Local is not a search problem; it is less about trying to find something, and more about synthesizing and understanding information.

Before, when you couldn’t do distributive computing, you could have put together a bunch of servers to get it done — but it would have cost a bunch of money. Using big data allows you to go through and create meaning by synthesizing and analyzing all this information.  That’s the kind of thing that search can’t solve but big data can.

At the Street Fight Summit, Fwix CEO Darian Shirazi argued that LSO, or location search optimization, would be the next step in an ongoing process of web optimization. How much does geotagging content play in optimizing local search?
[Geotagging] is a very big part of it — maybe, 30% of the problem. When you have such a large amount of information, it’s really tough to figure out where this content is being applied or where it matters. And yes, this is a significant part of the problem, but it is not the majority of the problem. Even if you find out where that piece of content applies, you still have to figure out what that piece of content means.

So walk us through how Loku works in the back-end.
Let’s say that we find a bunch of information about a bar in Brooklyn.  The first thing we do is search for terms that might apply to that restaurant or bar. Then we try to figure out which of those pieces of content — social media, check-ins, blogs, newspapers etc. — apply to that place.  Once we bring together all of that information and understanding, we look for words, or patterns of words, that might indicate what this place is all about.

One of things we’ve found is that if you look at grammar patterns or word composition, it tells you a lot about people who like to go to a place. For example, the word “rad” is often used to describe places that are artistic or cultural.

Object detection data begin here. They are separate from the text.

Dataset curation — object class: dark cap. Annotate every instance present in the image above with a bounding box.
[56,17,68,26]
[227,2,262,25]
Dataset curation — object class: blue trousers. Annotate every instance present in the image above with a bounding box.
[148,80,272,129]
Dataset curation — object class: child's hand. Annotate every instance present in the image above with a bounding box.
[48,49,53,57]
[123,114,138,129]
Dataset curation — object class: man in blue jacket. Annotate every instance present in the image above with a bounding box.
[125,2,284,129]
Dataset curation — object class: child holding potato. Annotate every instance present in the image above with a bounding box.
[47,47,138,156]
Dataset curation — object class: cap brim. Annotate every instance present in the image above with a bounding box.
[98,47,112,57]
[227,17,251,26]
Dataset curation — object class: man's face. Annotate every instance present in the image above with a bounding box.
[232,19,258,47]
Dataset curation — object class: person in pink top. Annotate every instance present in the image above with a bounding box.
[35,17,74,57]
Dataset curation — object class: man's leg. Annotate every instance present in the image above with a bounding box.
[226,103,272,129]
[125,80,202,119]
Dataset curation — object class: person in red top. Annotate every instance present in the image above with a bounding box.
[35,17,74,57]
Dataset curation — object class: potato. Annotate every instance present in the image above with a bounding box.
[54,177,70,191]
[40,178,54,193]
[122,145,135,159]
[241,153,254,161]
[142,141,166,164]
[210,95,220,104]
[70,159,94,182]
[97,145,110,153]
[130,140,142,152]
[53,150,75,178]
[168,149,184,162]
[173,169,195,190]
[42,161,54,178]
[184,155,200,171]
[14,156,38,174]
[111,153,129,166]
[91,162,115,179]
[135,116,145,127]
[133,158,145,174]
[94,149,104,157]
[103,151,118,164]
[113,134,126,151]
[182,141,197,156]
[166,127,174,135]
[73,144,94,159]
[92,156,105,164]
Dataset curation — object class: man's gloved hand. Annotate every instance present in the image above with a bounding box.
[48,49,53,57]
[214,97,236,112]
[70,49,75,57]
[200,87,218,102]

But frankly, at this point these are rough-cut algorithms. Most of what we are doing today is manually priming this data. We take all of this information and tell it what that place is like in human terms, and then the machines take over and try to figure out what other places are like, using those human terms. We’ll take a place in Brooklyn, for example, and rate it ourselves, and we say “this place is hipster.” Than we go to San Francisco, and finds a similar place with similar language patterns and our technology says, “this place is hipster.”

Is an advertising-centered revenue model an effective way of monetizing a product like Loku?
I tried advertising for a little while, but the problem is that with advertising you’re never going to cover the sales cost.  Local businesses are willing to pay 100 to 150 bucks to pay for an ad.  But just the cost of getting those sales efforts off the ground and controlling for the amount of area you need to cover — you need like 10 people per city to establish really good coverage — will make you bankrupt. So our strategy is to partner with people in hyperlocal areas, who already have those sales forces. As an example, if a local entrepreneur wants to create a local sales force in Brooklyn he can sell ads, he can sell deals; we can just help syndicate those and take a marketing cut on the top. We’re trying to sit on top of the other hyperlocal media, not compete with them.

Where do you see the hyperlocal space heading over the next two to three years?
I’m excited about the opportunity for local entrepreneurship and I think we’ll see a lot of very innovative ideas emerging from the space.  But I think there needs to be a substantive mind-shift from the traditional model in which, we’re looking for highly scalable, gigantic businesses, that go after huge opportunities.  The vast majority of hyperlocal will center on smaller, more entrepreneurial, lifestyle businesses. I think its going to be an ecosystem with a lot of startup-like business popping up in places like Brooklyn and Boulder and a couple of bigger companies, which are pulling together the various innovations and trying to make sense of it all.

Steven Jacobs is an associate editor at Street Fight. This interview has been edited for length and clarity.